Similarly, many network calls you make would never be pure:

def send_email(email_address, subject_line, email_content):
    ...

The side effect here is a network request to send an email, which is relevant outside of the scope of the function. Other side effects can include changing global variables or writes to disk.

However, any function that you can make pure, you should make pure.

Suppose you want to use a function foo.
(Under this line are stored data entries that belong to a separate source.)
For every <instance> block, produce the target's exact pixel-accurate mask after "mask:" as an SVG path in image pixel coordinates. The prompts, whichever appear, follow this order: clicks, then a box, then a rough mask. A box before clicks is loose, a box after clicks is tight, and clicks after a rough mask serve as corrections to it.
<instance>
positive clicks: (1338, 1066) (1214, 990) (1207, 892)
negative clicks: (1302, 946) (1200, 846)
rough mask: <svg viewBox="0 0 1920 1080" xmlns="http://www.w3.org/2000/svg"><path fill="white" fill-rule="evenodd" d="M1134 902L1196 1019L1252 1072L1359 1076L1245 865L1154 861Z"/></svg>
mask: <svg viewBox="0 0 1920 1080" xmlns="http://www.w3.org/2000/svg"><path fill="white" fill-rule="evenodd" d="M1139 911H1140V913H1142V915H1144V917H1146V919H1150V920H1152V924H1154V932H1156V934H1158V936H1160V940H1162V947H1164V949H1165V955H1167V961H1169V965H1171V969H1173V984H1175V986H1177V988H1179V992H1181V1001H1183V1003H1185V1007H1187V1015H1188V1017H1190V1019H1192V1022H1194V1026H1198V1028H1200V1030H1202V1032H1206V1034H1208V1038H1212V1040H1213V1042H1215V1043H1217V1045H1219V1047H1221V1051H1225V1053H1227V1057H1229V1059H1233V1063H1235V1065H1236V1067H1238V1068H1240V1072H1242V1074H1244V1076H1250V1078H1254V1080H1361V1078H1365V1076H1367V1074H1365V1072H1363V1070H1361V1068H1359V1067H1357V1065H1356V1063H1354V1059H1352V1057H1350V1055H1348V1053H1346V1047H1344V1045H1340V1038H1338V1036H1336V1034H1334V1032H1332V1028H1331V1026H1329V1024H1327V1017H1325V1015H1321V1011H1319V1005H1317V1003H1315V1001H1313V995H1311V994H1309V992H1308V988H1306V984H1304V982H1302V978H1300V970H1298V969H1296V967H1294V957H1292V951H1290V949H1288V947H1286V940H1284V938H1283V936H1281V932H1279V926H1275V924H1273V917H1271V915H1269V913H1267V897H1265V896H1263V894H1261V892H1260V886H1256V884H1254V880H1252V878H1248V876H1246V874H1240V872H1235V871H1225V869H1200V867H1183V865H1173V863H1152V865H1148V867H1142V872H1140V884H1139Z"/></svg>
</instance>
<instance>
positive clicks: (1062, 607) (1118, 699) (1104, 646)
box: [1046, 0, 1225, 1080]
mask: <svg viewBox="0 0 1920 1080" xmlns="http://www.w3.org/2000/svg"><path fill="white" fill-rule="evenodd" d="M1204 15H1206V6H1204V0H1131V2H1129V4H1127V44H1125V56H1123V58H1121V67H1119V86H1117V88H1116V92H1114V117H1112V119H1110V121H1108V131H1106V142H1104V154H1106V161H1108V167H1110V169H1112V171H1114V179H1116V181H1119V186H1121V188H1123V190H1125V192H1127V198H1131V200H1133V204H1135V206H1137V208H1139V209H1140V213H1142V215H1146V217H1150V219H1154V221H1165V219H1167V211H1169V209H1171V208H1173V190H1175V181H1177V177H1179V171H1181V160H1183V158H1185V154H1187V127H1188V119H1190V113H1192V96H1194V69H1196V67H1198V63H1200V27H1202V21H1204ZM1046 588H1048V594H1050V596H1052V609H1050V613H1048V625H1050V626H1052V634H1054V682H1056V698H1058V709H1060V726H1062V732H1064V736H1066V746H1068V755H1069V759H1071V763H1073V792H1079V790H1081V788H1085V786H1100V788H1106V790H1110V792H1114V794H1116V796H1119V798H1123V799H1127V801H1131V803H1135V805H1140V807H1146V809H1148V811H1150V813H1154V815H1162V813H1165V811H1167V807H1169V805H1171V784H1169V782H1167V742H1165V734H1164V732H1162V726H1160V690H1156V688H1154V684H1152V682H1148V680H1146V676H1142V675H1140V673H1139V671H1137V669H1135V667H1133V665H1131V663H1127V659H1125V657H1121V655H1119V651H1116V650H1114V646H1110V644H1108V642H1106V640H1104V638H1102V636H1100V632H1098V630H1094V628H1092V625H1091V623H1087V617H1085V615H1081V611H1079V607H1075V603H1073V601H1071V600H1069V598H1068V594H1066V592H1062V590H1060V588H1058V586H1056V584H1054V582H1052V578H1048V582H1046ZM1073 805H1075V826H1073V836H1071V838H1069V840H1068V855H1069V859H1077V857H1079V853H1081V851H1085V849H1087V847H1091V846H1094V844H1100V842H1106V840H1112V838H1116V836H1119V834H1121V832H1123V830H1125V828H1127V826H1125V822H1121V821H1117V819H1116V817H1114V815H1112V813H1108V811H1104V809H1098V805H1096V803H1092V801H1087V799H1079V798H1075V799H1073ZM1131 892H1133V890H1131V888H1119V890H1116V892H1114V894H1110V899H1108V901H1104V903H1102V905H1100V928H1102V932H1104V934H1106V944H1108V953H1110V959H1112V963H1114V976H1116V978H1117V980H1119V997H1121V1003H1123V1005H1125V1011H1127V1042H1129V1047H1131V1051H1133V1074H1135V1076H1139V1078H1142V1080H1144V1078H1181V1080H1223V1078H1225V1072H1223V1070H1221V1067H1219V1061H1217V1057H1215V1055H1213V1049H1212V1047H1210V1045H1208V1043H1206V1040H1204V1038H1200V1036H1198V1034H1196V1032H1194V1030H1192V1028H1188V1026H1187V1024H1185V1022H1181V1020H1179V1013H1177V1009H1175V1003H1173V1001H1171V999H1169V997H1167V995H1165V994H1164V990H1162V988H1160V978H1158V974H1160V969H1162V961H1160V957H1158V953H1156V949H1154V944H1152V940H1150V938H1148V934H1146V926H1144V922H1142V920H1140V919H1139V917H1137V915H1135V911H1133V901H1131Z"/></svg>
The purity of the function determines how much context you need to use the function.

  • Pure: You only need to understand foo itself.
  • Impure: You need to understand:
    • foo itself
    • The non-argument factors that determine foo's result
    • All side effects of foo
    • All other parts of the codebase which are affected by those side effects.

Any use of an impure function requires more extensive development time, more thorough review, and more aggressive QA. If you're lucky you'll ship slower, if you're human you'll ship bugs.

Since impure functions are inevitable, I recommend isolating each impure operation to its own minimal function. You may be realizing that the caller of an impure function, is usually itself impure.

However, the opposite is not true. Impure functions can and should call pure functions.

I'll give you an example

def send_marketing_email(user_id):

    ... code to ...
    ... get user ...

    ...code to ...
    ...build the ...
    ... email content...
    ... based on user ...

    ...code to ...
    ... send email ...

We can break this up into three subroutines:

def get_user(user_id):
    return ...db call to get user...

def build_email_content(user):
    return ...build email based off user object ...

def send_email(email_address, subject_line, email_content):
    ...

def send_marketing_email(user_id):
    user = get_user(user_id)

    email_content = build_email_content(user)

    send_email(user, "Welcome Back", email_content)

By isolating the pure function build_email_content, we can make any edits to the function without considering the side effects posed by the other two functions. More importantly, other developers can use the build_email_content without considering those side effects.

Isolating our impure functions get_user and send_email, means edits made to one function need not consider the side effects of the other, to the extent that the side effects don't overlap.


  1. Name things well

This is obviously easier said than done.

The goal is to make it easier for future developers to understand your code; Ambiguous or incorrect names make that much harder.

One could write a book on how to name things, but I'll leave it at this:

Do not abbreviate in such a way that other developers must store a mapping between var names and meaning.

The following abbreviations are relatively common:

ct -> count
adr -> address
i -> index
req -> request

You might say "Every developer can recognize these abbreviations, it doesn't take any brain power to interpret them"

That may be true, but I've also seen each of these abbreviations mean the following:

ct -> current time
adr -> adder
i -> input
req -> requirement

Even common abbreviations increase surface area for misinterpretation.

The less common abbreviations are likely to require effort to interpret and require an extra processing step each time a developer reads it.